Il sera débouté de cette demande.
Sur les intérêts de pénalités
De la même manière, la demande de Monsieur X au titre des intérêts de pénalités pour un prêt qu’il n’a plus honoré à compter du mois de janvier 2015, ne peut prospérer, en l’absence de démonstration pertinente d’un lien entre les retraits frauduleux et les difficultés à rembourser le prêt.
Sur la demande de dommages et intérêts au titre de la résistance abusive
La société CIC LYONNAISE DE BANQUE a résisté de façon abusive au remboursement des retraits frauduleux subis par Monsieur X; le préjudice de ce dernier, en lien avec cette résistance abusive, sera intégralement réparé par la somme de 300 euros.
Sur les dépens et l’article 700 du code de procédure civile
La société CIC LYONNAISE DE BANQUE est essentiellement succombante.

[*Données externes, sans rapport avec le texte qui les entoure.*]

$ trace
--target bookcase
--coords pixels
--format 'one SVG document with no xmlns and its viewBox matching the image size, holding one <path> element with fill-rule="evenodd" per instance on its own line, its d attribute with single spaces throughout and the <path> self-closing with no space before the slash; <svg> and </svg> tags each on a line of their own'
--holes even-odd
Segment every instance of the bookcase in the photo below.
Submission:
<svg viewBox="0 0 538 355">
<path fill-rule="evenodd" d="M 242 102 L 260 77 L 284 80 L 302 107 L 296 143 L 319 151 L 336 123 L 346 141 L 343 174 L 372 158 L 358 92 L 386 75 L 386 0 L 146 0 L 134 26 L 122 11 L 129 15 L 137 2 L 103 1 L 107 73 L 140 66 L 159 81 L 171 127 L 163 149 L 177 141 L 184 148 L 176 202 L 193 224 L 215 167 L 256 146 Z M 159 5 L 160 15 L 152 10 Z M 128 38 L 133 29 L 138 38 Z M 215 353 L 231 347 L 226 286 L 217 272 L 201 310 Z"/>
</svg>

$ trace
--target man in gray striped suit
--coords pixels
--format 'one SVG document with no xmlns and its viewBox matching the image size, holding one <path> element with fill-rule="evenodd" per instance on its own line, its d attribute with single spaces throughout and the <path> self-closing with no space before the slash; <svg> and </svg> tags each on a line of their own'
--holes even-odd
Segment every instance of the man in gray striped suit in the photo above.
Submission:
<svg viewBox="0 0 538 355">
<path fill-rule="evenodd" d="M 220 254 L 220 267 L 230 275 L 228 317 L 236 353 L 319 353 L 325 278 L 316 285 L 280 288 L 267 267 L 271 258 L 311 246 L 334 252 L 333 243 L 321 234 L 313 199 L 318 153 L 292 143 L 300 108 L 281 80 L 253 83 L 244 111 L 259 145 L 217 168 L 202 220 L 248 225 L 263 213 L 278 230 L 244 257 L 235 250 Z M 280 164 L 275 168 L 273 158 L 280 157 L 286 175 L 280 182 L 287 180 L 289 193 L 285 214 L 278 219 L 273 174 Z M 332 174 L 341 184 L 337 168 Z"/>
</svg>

Elle sera condamnée aux dépens de première instance et d’appel.
Il n’est pas équitable de laisser à la charge de Monsieur X les frais irrépétibles qu’il a exposés pour faire valoir ses droits en première instance et en cause d’appel.
La société CIC LYONNAISE DE BANQUE sera déboutée de sa demande au titre des frais irrépétibles.
Le jugement déféré sera infirmé en ce qu’il a condamné Monsieur Y X aux dépens et rejeté la demande de ce dernier faite sur le fondement de l’article 700 du code de procédure civile.
La société CIC LYONNAISE DE BANQUE sera condamnée à verser à Monsieur X la somme de 1500 euros sur le fondement de l’article 700 du code de procédure civile.
PAR CES MOTIFS,
La cour, statuant publiquement, par arrêt contradictoire, par mise à disposition au greffe
INFIRME le jugement déféré, sauf en ce qu’il a rejeté la demande de la société CIC LYONNAISE DE BANQUE au titre des frais irrépétibles exposés en première instance,
STATUANT A NOUVEAU ET Y AJOUTANT,
CONDAMNE la société CIC LYONNAISE DE BANQUE à verser à Monsieur Y X la somme de 4261,21 euros, avec intérêts au taux légal à compter du 29 avril 2015,
ORDONNE la capitalisation des intérêts,
REJETTE les demandes de Monsieur Y X au titre des frais bancaires et des intérêts de pénalités,
CONDAMNE la société CIC LYONNAISE DE BANQUE à verser à Monsieur Y X la somme de 300 euros de dommages et intérêts au titre de sa résistance abusive,
CONDAMNE la société CIC LYONNAISE DE BANQUE à verser à Monsieur Y X la somme de 1500 euros sur le fondement de l’article 700 du code de procédure civile,
CONDAMNE la société CIC LYONNAISE DE BANQUE aux dépens de première instance et d’appel.